Not that there’s anything wrong with that, but I don’t see any music degrees in here from these music critics. Not that you need to have a degree in music to be a music critic, but maybe it would help a little bit if you’re talking about, I don’t know, melody, rhythm, song structure. Maybe it’d be helpful if you’re talking about production, know something about music.

A lot of these people, as you can see, have their degrees in literature and American Studies. So I guess literature and history. I want to play the same guy, John Caramanica’s response to why Billy Joel did not make the list. Check this out. Here we go.

CARAMANICA: James says, “I went to Berklee College of Music. I didn’t. And there was an entire songwriting curriculum based on Billy Joel’s songwriting. It’s literally stupid he’s not on this list.” It’s like —

BEATO: That’s true.

CARAMANICA: This is great. I wish I’d seen this. I would have responded to this comment.

“It’s like not having Hendrix or Eddie Van Halen on a list of greatest guitarists.”

BEATO: Okay. Okay, here we go. This is why Billy Joel shouldn’t be on it.

CARAMANICA: It’s actually not like that. Thank you for this opportunity to respond to this comment, to which I do respectfully. When you think about Hendrix and Eddie Van Halen, you think about formal innovators who are also, in their way, hit makers and creators.

BEATO: Billy Joel wasn’t a hit maker?

CARAMANICA: And also processes that are universal in how they have moved through the world in their wake. Billy Joel is a very good example of a person who writes one or 1.5 kinds of songs really well, that also people before him wrote really well, and people after him wrote really well. I love that I’m delivering this to camera. This is, I’m really going in.

COSCARELLI: We’re clipping this.

CARAMANICA: No, no, yeah, we’re really going in. I like Billy Joel. You get the idea. I just want to go on the record.

COSCARELLI: I don’t.

BEATO: You hear these guys competing for the worst take? The one guy’s like, I love Billy Joel. And the other guy’s like, I don’t.

CARAMANICA: I like Billy Joel.

COSCARELLI: I don’t

CARAMANICA: I know you don’t like Billy Joel. I like Billy Joel. People I love.

BEATO: It’s ridiculous.

Here’s four Ivy League educated people. You’ve got two from Yale, one from Princeton, and Mr. Harvard there, that are the most pretentious, corksniffing, smug people that are all music critics with no background in music. Exactly what you would expect from a New York Times music critic… Now, I shouldn’t rag on these people because of their education. I believe in education.

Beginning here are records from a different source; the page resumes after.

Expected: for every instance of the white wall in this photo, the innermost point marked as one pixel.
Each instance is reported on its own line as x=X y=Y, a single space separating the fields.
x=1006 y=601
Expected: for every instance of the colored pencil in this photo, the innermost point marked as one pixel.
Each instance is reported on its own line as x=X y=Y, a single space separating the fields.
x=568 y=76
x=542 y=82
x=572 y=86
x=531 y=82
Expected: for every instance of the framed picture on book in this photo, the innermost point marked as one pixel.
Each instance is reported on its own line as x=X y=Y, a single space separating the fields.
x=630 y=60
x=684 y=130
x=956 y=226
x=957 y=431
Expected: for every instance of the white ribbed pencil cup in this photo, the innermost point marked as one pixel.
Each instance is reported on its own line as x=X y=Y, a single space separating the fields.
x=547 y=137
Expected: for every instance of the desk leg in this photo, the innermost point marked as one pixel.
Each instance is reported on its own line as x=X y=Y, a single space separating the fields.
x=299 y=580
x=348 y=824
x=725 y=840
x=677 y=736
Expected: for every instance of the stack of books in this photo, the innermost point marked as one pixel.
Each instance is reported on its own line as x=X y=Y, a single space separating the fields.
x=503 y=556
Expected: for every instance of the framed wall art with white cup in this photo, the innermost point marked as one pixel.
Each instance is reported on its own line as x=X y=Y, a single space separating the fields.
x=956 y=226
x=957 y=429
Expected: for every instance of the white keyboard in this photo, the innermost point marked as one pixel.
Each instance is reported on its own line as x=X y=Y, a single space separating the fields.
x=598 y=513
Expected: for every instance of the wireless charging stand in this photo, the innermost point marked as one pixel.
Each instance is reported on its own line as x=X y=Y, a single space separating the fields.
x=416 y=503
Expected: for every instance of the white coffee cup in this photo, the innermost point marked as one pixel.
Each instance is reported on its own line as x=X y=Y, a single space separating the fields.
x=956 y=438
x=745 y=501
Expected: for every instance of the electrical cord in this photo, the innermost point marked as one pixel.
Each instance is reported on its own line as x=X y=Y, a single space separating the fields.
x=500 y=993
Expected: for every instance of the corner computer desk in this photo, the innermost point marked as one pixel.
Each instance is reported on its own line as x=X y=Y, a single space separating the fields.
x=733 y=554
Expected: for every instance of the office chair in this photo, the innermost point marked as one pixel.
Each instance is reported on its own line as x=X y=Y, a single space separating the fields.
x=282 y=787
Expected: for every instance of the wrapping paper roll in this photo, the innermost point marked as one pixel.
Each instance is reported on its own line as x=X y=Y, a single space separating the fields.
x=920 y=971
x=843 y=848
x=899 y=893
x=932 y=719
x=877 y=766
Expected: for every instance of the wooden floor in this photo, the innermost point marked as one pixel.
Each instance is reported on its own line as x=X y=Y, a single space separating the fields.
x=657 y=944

As a matter of fact, I actually worked for Harvard University indirectly back in 1986 when I played in the pit orchestra, upright bass, at the American Repertory Theater for about a year back when I was in grad school in Boston in 1986. I went to New England Conservatory and did get a music degree. In fact, I got my master’s in music and jazz studies in particular at the New England Conservatory of Music, which is an actual music school where you learn about music.

When I’m talking about music on here, I can play the music myself. I can play any song except for Alan Holdsworth. If I’m talking about classical music, if I’m talking about jazz, if I’m talking about rock, pop, folk, country, I can play all the parts.

I can play the guitar parts, the bass parts, the piano parts, the drum parts. But I’m not going to sit here and say this is a definitive list of the greatest living American songwriters. It’s ridiculous.

That’s why I always say at the end of these videos, this is my personal opinion. I’d love to know yours. Leave it in the comments.

These people’s takes are absurd. All you need to do is watch them talk about music. It drove me nuts watching it.

And I thought I have to make a video about this so that you guys can at least experience this because it only had 40,000 views on YouTube. So I thought I’d give it a little boost here. Love to know your thoughts.